Bu cihetle, bu seçimde de Yozgat’taki bürokraside yer alan 5-6 kişiyle görüşme, seçim değerlendirmesi yapma şansım oldu.
Seçim ve sonucuna dair öngörülerini direkt yazmayacağım ancak, bu görüşlerin neden kıymetli olduğunu izah etmem gerekli.
Her iktidar kendi bürokrasisini oluşturur. Bürokrasi içerisinde yer alan her bir birey üst kademelerde görev yapmak ve bu görevini mümkünse emekliliğe kadar sürdürmek için gayret eder. Buradaki gayretten kasıt, siyaset kurumunun “talimatları” ile hareket etmek, işe alımlarda, ihalelerde, kararlarda, siyasal çalışmalara destek için kurumun imkanlarının kullanılmasında tereddütsüz siyasi iradenin emrine girmektir.

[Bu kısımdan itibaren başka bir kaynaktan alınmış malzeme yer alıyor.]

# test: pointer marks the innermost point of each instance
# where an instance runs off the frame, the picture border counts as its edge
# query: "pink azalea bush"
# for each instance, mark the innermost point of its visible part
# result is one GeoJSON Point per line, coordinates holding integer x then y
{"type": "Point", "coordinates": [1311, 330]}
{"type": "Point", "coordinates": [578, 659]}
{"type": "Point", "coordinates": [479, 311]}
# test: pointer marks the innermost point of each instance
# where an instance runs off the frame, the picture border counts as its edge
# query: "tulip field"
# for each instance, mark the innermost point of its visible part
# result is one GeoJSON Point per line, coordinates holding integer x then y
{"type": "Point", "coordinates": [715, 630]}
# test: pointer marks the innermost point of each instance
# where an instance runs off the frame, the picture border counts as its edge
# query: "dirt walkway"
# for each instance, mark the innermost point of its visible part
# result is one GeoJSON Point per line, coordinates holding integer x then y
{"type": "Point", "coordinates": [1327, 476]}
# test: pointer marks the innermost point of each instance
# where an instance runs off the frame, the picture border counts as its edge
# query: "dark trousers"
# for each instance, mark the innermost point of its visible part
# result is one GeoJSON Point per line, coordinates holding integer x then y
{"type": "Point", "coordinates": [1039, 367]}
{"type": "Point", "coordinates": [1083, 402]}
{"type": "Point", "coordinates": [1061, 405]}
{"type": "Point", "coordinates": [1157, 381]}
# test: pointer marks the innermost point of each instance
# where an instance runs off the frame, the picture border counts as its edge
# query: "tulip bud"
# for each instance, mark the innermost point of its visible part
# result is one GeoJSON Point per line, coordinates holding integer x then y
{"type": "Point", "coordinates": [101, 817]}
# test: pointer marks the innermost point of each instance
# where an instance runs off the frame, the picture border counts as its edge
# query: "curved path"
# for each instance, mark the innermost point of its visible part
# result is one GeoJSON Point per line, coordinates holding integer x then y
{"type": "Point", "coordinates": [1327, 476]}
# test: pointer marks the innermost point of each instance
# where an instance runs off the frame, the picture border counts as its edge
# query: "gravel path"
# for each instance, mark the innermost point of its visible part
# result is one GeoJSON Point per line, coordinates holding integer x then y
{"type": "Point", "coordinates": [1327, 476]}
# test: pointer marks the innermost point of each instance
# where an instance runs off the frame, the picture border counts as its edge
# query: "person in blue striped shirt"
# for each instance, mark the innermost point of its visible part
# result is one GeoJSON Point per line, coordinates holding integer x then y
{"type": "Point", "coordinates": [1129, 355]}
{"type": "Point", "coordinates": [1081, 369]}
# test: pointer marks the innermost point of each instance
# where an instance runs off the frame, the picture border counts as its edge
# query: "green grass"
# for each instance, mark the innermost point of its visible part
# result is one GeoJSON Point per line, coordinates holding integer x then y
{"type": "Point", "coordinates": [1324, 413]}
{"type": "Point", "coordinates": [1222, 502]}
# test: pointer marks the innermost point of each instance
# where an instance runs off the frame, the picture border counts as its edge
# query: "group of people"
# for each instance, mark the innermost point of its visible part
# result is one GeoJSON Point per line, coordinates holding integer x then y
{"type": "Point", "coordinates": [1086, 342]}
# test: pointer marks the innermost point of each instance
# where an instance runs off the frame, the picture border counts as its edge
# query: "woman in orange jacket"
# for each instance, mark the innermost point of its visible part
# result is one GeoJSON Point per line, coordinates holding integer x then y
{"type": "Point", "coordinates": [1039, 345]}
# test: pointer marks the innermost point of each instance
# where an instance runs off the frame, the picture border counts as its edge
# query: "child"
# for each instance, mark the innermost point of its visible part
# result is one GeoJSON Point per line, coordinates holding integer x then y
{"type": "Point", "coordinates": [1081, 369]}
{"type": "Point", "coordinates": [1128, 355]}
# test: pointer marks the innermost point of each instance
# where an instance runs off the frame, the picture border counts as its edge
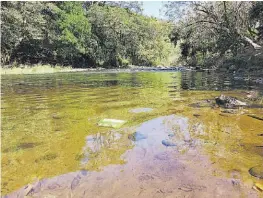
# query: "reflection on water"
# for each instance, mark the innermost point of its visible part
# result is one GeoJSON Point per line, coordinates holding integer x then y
{"type": "Point", "coordinates": [49, 122]}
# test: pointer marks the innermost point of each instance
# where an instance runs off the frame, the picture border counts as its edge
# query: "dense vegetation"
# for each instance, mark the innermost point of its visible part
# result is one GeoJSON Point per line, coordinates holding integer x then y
{"type": "Point", "coordinates": [83, 34]}
{"type": "Point", "coordinates": [218, 33]}
{"type": "Point", "coordinates": [116, 34]}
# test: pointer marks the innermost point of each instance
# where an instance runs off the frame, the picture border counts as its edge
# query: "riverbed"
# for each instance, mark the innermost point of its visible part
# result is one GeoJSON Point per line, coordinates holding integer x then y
{"type": "Point", "coordinates": [51, 139]}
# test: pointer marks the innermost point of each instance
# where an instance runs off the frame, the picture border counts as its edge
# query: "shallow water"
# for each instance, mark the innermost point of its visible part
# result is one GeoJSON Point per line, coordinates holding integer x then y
{"type": "Point", "coordinates": [49, 123]}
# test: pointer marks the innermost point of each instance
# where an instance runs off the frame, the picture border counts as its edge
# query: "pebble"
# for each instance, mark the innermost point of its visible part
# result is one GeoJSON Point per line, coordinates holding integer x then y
{"type": "Point", "coordinates": [168, 143]}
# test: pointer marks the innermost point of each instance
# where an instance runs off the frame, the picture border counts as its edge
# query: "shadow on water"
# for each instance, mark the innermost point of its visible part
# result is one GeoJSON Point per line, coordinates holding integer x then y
{"type": "Point", "coordinates": [62, 110]}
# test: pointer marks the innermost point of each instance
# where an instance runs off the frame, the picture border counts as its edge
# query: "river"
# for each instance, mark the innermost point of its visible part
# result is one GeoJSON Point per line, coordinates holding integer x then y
{"type": "Point", "coordinates": [50, 134]}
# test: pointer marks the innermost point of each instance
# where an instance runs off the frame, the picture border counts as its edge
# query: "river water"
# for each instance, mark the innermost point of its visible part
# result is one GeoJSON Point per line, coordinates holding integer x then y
{"type": "Point", "coordinates": [50, 132]}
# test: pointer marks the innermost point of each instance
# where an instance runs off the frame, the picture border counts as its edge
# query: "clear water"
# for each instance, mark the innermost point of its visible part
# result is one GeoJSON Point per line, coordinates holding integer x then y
{"type": "Point", "coordinates": [46, 120]}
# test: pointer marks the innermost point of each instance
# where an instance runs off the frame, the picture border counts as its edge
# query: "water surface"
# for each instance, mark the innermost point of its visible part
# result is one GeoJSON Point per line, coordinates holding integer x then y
{"type": "Point", "coordinates": [49, 122]}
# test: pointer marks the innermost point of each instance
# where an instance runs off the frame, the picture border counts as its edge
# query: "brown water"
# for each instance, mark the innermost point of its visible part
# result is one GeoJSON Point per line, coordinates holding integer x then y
{"type": "Point", "coordinates": [49, 128]}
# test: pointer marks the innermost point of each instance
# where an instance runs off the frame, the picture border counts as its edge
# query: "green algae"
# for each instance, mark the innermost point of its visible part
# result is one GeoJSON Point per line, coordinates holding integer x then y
{"type": "Point", "coordinates": [61, 110]}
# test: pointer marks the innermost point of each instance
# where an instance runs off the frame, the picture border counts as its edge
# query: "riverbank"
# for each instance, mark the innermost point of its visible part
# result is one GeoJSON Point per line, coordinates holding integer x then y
{"type": "Point", "coordinates": [45, 69]}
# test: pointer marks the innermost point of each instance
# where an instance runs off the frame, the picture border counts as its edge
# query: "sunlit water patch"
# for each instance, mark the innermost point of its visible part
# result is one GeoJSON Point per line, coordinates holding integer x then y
{"type": "Point", "coordinates": [49, 122]}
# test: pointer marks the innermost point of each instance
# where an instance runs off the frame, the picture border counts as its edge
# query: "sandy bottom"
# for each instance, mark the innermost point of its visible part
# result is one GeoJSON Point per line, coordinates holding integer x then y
{"type": "Point", "coordinates": [152, 170]}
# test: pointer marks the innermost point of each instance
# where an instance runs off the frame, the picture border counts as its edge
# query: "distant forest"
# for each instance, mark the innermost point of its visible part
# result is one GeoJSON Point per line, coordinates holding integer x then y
{"type": "Point", "coordinates": [117, 34]}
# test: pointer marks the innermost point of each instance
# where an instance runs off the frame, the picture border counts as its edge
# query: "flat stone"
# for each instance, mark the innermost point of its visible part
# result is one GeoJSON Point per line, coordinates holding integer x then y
{"type": "Point", "coordinates": [136, 136]}
{"type": "Point", "coordinates": [140, 110]}
{"type": "Point", "coordinates": [168, 143]}
{"type": "Point", "coordinates": [256, 171]}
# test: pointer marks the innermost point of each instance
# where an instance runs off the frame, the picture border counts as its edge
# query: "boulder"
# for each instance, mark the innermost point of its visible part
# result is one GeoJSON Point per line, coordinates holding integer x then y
{"type": "Point", "coordinates": [229, 102]}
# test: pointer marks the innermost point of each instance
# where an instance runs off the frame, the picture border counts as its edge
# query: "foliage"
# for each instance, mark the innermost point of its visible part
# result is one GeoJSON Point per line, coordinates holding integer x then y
{"type": "Point", "coordinates": [217, 29]}
{"type": "Point", "coordinates": [83, 34]}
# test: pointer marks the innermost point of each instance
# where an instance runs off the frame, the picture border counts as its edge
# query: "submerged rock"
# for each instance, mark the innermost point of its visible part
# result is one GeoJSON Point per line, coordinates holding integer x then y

Görüştüğüm bürokratların bir kısmının Yozgat’ta “hamamcı” diye tabir edilen, sabah namazı öncesi hamama gidip önce kirlerinden arınan ardından taze limon sıkılmış Beypazarı sodasını yudumlarken siyasi erk ve uzantılarından talimat alan kişiler olduğunu söylediğimde anlam pekişmiş olacaktır.
Gelelim, seçim tahminine. Önce onlar sordular, uzun değerlendirme cümlelerinden sonra biz dedik ki, “burada önemli olan sizlerin ne gördüğü, sizin tavrınız.” Ama yine de kendi görüşümüzü ifade ettik.
“Peki siz nasıl görüyorsunuz, sonuç nasıl çıkabilir ve bu seçimde oyunuzu kime vereceksiniz?”
Cevap, seçimin sonucuna dair beklentiyi de içerecek şekilde geldi.
“Biz ortadayız. Ne o partiye ne bu partiye yakın değiliz.”
Ak Parti iktidarında makamlara gelmiş ve Ak Parti ile kurdukları iyi ve ikili ilişkiler! sayesinde siyasetin lütfu! İle o makamları uhdesinde bulunduran kişilerin, bu orta yolcu tavırları, seçimin sonucuna dair ipucu vermese de; şu an ki durumun balıksırtı olduğunu, Kılıçdaroğlu’nun da en az Erdoğan kadar kazanmaya yakın olduğunu, bu durumu okuyan bürokrasinin de buna göre gardını alarak, Ak Parti kazanırsa “zaten sizdeniz”, ama Millet İttifakı kazanırsa “hiç değilse muhalif görüntüsü vermeyelim” tedbiri ile hareket ettiğini göstermektedir.
Yani sanıldığı gibi işler bu sefer öyle kolay değil, Ak Parti bürokrasisi! Kılıçdaroğlu ile arayı açmak istemiyorsa; bu, ipi göğüslemeye yakın olduğuna da bir delildir.